Scrapy 实现博客爬虫实例
目标网址:http://i.csensix.com (即本站)
项目地址:blogSpider
系统环境
- CentOS 7.5
- Python 2.7.16
- Scrapy 1.7.3
实现过程
创建项目
scrapy startproject blogSpider
执行完上面的命令,会生成如下目录结构:
blogSpider/
scrapy.cfg # 配置文件
blogSpider/ # 主要代码目录
__init__.py
items.py # 定义项目items
middlewares.py # 项目中间件文件
pipelines.py # 项目管道文件
settings.py # 项目配置
spiders/ # 爬虫目录
__init__.py
编写爬虫 blogSpider/blogSpider/spiders/blog.py
对于html的解析,这里主要用的是.xpath()
方法,Scrapy还提供了.css()
方法可以使用,至于用哪一种,看个人习惯
# -*- coding: utf-8 -*-
# 下面三句作用:防止中文出现乱码
import sys
reload(sys)
sys.setdefaultencoding('utf8')
import scrapy
from blogSpider.items import BlogspiderItem
class BlogSpider(scrapy.Spider):
name = "blog"
allowed_domains = ['csensix.com']
start_urls = [
'http://i.csensix.com/',
]
# 为spider指定pipeline,会覆盖settings.py里面的设置
custom_settings = {
'ITEM_PIPELINES': {'blogSpider.pipelines.SqlitePipeline': 300,}
}
def parse(self, response):
article_list = response.xpath('//article[@class="post"]')
for article in article_list:
# 爬取标题链接
href = article.xpath('./h2/a/@href').get()
# 爬取详情页
yield scrapy.Request(
href,
callback = self.parse_detail
)
# 翻页
next_url = response.xpath('//div[@id="main"]/ol/li[@class="next"]/a/@href').get()
if next_url is not None:
yield scrapy.Request(next_url, callback = self.parse)
def parse_detail(self, response):
item = BlogspiderItem()
item['title'] = response.xpath('//article/h1[@class="post-title"]/a/text()').get()
item['href'] = response.xpath('//article/h1[@class="post-title"]/a/@href').get()
item['post_id'] = item['href'].split('/')[-2]
item['author'] = response.xpath('//article/ul[@class="post-meta"]/li[1]/a/text()').get()
item['publish_time'] = response.xpath('//article/ul[@class="post-meta"]/li[2]/time/text()').get()
item['content'] = response.xpath('//article/div[@class="post-content"]/*').getall()
item['content'] = ''.join(item['content'])
yield item
定义要爬取的字段 blogSpider/blogSpider/items.py
# -*- coding: utf-8 -*-
import scrapy
class BlogspiderItem(scrapy.Item):
# define the fields for your item here like:
title = scrapy.Field() # 博客标题
href = scrapy.Field() # 文章链接
post_id = scrapy.Field() # 文章ID
author = scrapy.Field() # 作者
publish_time = scrapy.Field() # 发布时间
content = scrapy.Field() # 文章详情
编写管道文件,处理爬取的数据 blogSpider/blogSpider/pipelines.py
本例选择将爬取到的数据存储到SQLite数据库,因为Python2.5及以上版本会自带SQLite3模块,使用较方便,不需要另行安装数据库软件。
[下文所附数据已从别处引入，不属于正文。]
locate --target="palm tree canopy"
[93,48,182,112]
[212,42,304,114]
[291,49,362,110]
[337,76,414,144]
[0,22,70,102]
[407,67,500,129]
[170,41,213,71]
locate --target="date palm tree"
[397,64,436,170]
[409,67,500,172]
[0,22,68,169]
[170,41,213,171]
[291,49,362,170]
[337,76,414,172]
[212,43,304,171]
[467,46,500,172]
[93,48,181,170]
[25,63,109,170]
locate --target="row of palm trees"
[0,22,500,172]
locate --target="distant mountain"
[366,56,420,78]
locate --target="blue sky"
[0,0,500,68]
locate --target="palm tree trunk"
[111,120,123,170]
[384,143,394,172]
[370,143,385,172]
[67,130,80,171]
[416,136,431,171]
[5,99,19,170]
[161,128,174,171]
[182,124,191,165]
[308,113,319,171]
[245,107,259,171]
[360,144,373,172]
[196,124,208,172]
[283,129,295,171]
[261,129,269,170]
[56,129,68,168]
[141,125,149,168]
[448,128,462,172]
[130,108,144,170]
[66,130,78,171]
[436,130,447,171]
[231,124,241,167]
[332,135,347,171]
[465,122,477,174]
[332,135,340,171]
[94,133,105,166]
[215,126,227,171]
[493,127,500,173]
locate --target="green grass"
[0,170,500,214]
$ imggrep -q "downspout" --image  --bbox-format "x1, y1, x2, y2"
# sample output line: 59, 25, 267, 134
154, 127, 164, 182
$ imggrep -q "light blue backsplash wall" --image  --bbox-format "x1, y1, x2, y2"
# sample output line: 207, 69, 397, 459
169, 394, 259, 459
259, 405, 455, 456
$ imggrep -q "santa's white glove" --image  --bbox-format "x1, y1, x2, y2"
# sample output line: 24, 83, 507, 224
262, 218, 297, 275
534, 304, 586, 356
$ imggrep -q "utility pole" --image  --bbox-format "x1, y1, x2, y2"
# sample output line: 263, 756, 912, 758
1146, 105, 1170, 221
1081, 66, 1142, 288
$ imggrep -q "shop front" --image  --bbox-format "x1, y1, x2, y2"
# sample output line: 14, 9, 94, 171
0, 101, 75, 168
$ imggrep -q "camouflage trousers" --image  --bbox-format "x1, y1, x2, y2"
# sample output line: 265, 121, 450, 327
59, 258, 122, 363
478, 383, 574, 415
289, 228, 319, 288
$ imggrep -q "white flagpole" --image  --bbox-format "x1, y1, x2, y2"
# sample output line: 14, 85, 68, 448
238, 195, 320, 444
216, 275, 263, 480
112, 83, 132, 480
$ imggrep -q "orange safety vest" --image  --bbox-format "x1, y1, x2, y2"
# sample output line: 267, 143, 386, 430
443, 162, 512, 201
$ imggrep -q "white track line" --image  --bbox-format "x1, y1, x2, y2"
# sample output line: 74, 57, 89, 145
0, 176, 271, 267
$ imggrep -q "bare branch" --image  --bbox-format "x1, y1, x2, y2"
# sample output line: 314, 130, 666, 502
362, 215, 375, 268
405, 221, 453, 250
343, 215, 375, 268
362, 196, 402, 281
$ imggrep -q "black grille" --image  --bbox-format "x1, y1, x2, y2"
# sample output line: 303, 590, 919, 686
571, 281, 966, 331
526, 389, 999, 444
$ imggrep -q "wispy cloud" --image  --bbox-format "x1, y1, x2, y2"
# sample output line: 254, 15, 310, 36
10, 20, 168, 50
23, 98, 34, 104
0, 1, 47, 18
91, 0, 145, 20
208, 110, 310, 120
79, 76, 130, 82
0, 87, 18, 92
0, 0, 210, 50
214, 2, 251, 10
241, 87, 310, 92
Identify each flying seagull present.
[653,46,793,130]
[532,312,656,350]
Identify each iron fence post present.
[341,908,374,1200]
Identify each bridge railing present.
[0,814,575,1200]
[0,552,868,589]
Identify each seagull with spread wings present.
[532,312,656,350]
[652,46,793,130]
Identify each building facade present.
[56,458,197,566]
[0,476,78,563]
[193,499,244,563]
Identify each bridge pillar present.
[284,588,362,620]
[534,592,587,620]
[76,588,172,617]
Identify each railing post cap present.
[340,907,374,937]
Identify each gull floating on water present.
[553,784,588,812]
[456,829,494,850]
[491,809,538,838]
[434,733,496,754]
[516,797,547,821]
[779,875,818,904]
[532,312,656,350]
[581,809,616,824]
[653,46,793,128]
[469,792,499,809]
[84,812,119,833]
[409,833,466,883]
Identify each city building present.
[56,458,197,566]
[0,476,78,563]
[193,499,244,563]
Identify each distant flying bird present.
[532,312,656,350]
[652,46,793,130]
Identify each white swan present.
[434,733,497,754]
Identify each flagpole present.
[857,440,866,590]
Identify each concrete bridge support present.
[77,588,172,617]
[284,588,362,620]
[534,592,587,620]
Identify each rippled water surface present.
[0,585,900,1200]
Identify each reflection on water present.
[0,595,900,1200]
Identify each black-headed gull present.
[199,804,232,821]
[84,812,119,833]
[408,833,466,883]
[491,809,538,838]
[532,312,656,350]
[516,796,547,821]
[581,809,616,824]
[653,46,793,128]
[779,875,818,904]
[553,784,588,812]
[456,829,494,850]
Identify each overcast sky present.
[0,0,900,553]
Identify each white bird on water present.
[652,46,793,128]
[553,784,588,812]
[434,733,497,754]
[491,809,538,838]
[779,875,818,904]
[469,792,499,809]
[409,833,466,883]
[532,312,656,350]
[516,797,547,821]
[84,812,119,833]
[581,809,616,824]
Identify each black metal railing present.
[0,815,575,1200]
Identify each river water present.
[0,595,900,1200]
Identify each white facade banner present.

当然,直接导出数据到文件也是可以的,但是为了读取方便,还是数据库比较合适。
# -*- coding: utf-8 -*-
import json
import sqlite3
# 创建项目时自动生成的类
class BlogspiderPipeline(object):
def __init__(self):
self.f = open('blog.json', 'w')
def process_item(self, item, spider):
content = json.dumps(dict(item), ensure_ascii = False) + ',\n'
self.f.write(content)
return item
def close_spider(self, spider):
self.f.close()
# 自定义处理类
class SqlitePipeline(object):
def __init__(self, sqlite_db):
self.sqlite_db = sqlite_db
@classmethod
def from_crawler(cls, crawler):
return cls(
sqlite_db = crawler.settings.get('SQLITE_DB')
)
def open_spider(self, spider):
self.conn = sqlite3.connect(self.sqlite_db)
self.conn.text_factory = str
self.cx = self.conn.cursor()
# 每次爬取时清空数据表
self.cx.execute("delete from posts")
self.conn.commit
def process_item(self, item, spider):
data = dict(item)
# unicode 编码转utf-8,否则插入数据库时会乱码
for key in data.keys():
data[key] = data[key].encode('utf-8')
sql = 'insert into posts(post_id, title, href, author, content, publish_time) values(?, ?, ?, ?, ?, ?)'
self.cx.execute(sql, (data['post_id'], data['title'], data['href'], data['author'], data['content'], data['publish_time']))
self.conn.commit()
return item
def close_spider(self, spider):
self.conn.close()
修改配置文件 blogSpider/blogSpider/settings.py
本例在blog.py
里已经指定了管道类(见下图),爬虫文件中的指定会覆盖settings.py
中的顺序
# 开启使用的管道类,后面的数值越小越先执行
ITEM_PIPELINES = {
'blogSpider.pipelines.SqlitePipeline': 300,
'blogSpider.pipelines.BlogspiderPipeline': 800,
}
# 设置导出json为utf-8
FEED_EXPORT_ENCODING = 'utf-8'
# 设置sqlite文件地址
# 数据库地址需替换成自己的实际目录
SQLITE_DB = '/root/blogSpider/blogSpider/data/blog.db'
执行爬虫
scrapy crawl blog